Russell Westbrook and James Harden have contributed heavily to the Thunder's historic offense. Ronald Martinez/Getty Images

During the regular season, the San Antonio Spurs and Oklahoma City Thunder had the NBA's two best offenses, with each registering more than five more points per 100 possessions than a league-average team after adjusting for strength of schedule. And as they both made their way to the Western Conference finals, it set up a matchup with as much firepower as we've seen in recent years. Along with the 2006 Western Conference finals between the Dallas Mavericks and Phoenix Suns, this season's Thunder-Spurs matchup is one of just two series in the past 15 seasons in which offenses of this caliber have faced off this late in the playoffs.

For fans of offense, it hasn't been a disappointment. The two teams have combined to score 111.0 points per 100 possessions in the series, well above the NBA average of 103.7 during these playoffs. It's all part of a season that has seen the Spurs draw rave reviews for their offense. After Game 2 of the Thunder series, Kelly Dwyer of Yahoo! Sports wrote, "The San Antonio Spurs' offense is reaching levels of unending output that I haven't seen since Michael Jordan's Bulls were winning their titles."

It's true that the Spurs have been terrific offensively in the postseason -- after accounting for home-court effects, the regular-season strength of its defenses faced and the championship leverage of each game, San Antonio's 2012 playoff run ranks 29th among teams that reached the conference finals since 1986. That's better than any previous Spurs team has ever done in the playoffs, topping their previous best (the 2007 offense) by a wide margin.
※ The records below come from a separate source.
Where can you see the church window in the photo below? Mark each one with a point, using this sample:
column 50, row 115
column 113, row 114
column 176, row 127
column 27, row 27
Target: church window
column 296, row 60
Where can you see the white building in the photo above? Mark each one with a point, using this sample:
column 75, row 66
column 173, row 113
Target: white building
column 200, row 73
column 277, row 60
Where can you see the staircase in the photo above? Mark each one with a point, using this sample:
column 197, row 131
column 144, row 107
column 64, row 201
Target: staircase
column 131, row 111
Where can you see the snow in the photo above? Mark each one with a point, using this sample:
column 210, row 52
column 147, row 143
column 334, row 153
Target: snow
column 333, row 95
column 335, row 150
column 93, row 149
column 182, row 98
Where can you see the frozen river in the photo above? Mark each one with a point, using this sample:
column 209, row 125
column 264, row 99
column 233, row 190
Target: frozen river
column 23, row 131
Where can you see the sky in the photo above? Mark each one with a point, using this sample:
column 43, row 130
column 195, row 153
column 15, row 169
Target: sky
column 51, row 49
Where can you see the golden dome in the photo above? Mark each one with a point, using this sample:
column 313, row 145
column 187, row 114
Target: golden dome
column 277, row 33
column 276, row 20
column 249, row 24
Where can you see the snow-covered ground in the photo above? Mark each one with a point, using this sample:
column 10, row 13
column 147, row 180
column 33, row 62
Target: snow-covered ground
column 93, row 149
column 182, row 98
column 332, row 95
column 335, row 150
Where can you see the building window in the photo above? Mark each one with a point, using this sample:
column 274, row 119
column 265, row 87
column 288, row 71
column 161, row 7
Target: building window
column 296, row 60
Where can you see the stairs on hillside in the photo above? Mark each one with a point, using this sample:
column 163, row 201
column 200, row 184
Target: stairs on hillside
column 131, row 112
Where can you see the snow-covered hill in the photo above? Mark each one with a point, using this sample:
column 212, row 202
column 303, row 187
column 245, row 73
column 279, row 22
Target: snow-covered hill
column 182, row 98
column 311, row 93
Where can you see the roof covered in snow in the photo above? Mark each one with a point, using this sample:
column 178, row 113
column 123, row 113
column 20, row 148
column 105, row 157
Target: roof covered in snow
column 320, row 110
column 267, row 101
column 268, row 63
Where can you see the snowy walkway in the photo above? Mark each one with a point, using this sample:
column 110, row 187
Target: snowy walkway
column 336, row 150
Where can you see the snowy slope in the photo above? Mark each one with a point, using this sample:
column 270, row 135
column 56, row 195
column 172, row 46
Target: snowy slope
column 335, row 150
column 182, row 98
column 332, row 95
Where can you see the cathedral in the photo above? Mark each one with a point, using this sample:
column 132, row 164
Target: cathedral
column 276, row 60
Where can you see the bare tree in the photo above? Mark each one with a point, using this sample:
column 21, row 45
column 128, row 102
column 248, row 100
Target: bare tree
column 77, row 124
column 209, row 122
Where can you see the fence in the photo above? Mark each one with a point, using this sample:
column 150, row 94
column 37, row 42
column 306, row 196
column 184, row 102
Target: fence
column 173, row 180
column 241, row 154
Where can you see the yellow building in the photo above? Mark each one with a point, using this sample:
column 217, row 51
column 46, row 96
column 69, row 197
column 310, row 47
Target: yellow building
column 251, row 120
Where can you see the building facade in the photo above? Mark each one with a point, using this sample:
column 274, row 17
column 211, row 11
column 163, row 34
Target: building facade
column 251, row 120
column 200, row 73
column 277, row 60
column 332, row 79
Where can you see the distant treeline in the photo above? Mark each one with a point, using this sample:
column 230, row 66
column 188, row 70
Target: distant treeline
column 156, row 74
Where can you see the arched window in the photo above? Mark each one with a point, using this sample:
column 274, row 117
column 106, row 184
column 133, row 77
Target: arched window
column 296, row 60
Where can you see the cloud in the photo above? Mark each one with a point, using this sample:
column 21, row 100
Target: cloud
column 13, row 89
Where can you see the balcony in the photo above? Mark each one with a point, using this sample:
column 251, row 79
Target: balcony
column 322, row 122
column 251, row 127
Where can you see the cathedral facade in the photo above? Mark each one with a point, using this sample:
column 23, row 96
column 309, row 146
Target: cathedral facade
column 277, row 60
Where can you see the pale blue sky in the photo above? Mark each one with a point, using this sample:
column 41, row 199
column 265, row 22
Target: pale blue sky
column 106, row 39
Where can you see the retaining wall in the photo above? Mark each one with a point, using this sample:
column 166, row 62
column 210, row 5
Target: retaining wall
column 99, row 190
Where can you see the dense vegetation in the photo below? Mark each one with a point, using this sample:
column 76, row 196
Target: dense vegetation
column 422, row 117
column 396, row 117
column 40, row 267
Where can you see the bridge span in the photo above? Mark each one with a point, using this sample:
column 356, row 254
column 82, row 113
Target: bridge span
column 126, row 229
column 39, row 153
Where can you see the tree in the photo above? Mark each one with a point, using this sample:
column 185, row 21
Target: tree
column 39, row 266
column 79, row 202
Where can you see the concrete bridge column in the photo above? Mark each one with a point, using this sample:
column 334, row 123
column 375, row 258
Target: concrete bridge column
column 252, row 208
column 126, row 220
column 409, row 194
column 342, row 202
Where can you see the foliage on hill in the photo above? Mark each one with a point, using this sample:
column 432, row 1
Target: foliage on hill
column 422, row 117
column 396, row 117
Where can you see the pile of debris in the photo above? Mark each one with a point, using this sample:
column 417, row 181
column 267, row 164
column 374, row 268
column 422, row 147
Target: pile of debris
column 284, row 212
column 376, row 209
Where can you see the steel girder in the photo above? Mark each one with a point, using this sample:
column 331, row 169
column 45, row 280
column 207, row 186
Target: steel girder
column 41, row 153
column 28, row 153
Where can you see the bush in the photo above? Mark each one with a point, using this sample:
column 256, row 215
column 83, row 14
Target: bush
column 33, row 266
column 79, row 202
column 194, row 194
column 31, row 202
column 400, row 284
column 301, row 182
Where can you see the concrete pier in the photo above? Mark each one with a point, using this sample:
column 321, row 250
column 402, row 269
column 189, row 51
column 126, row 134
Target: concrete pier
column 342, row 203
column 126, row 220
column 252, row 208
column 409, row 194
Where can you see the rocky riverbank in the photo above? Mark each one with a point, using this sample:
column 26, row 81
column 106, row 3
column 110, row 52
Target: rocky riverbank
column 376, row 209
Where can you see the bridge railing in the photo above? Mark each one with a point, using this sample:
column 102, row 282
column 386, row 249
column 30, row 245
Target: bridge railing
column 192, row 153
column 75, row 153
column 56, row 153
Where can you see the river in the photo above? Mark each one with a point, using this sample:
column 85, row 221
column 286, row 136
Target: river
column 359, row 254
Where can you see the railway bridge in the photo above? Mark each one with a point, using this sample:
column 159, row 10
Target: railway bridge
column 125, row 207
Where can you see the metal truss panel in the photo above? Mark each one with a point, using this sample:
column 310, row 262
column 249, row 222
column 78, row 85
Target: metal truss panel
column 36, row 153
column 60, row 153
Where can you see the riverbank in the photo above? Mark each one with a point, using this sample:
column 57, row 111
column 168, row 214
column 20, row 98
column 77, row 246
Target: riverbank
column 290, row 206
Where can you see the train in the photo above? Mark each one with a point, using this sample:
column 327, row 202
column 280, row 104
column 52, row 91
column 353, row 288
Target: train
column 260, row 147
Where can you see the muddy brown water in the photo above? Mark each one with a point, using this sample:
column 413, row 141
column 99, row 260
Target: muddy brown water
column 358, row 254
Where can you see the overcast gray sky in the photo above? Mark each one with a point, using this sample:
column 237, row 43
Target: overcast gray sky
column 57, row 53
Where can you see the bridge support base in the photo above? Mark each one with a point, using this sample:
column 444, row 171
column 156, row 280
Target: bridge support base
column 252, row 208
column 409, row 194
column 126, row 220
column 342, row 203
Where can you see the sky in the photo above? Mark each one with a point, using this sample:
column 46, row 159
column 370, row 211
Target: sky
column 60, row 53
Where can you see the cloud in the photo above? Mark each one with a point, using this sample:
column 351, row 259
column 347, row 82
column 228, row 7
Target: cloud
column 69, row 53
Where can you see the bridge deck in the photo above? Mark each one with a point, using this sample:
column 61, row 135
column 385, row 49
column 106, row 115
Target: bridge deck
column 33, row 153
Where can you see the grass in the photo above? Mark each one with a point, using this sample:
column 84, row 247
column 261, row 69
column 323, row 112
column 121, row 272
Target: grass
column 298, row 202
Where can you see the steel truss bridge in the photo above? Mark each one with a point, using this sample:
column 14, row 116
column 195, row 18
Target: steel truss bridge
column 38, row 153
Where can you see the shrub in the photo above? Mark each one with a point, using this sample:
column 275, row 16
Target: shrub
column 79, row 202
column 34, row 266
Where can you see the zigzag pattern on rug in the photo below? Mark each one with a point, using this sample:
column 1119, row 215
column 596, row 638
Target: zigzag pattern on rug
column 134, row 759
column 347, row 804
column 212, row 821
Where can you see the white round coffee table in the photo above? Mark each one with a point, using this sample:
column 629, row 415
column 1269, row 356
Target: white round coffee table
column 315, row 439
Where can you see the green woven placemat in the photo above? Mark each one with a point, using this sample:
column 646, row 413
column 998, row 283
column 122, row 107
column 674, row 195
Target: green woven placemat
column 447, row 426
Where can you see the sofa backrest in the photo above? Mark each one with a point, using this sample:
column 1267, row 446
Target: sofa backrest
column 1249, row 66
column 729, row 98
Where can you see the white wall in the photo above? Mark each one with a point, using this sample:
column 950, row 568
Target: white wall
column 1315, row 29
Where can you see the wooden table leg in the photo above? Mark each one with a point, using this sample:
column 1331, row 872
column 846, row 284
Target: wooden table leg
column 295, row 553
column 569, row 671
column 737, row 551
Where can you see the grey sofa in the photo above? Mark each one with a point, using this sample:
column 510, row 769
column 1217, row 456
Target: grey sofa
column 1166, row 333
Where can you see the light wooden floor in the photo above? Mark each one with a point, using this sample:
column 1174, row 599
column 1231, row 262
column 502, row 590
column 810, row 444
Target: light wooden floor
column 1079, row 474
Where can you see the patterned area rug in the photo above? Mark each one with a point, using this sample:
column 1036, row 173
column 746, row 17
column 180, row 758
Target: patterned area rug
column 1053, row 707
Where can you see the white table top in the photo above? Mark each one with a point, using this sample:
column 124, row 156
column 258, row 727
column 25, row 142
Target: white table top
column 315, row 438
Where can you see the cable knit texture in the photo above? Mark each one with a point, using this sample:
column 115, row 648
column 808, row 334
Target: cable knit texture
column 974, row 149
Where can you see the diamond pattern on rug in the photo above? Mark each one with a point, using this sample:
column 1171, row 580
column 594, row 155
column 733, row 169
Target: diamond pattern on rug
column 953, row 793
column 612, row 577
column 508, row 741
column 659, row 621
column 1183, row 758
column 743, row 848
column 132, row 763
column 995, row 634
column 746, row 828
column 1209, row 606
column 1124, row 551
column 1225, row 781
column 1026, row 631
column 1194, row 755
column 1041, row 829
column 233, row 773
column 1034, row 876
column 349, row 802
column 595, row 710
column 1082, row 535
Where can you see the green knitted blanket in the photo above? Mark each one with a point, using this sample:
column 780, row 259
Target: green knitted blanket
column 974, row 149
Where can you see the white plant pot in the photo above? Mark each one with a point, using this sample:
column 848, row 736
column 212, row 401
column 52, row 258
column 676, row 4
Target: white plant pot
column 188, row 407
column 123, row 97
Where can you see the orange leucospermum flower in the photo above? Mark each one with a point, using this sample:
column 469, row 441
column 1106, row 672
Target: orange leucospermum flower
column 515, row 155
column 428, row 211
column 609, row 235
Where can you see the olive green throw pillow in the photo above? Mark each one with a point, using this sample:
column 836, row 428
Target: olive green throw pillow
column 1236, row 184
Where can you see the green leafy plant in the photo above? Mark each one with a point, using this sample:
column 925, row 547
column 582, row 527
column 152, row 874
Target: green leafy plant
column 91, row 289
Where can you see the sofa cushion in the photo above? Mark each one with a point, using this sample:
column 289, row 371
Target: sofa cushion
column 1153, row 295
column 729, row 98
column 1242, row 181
However, while San Antonio's attack has been good, its opponent's attack has been truly great, as Oklahoma City's offense is putting on an historically great playoff run. By the same measure used to grade the Spurs above, the Thunder's offense has been the sixth best of any conference finalist in the past 27 postseasons, producing 9.8 more points per 100 possessions than we'd expect from a league-average team facing the same slate of opponents.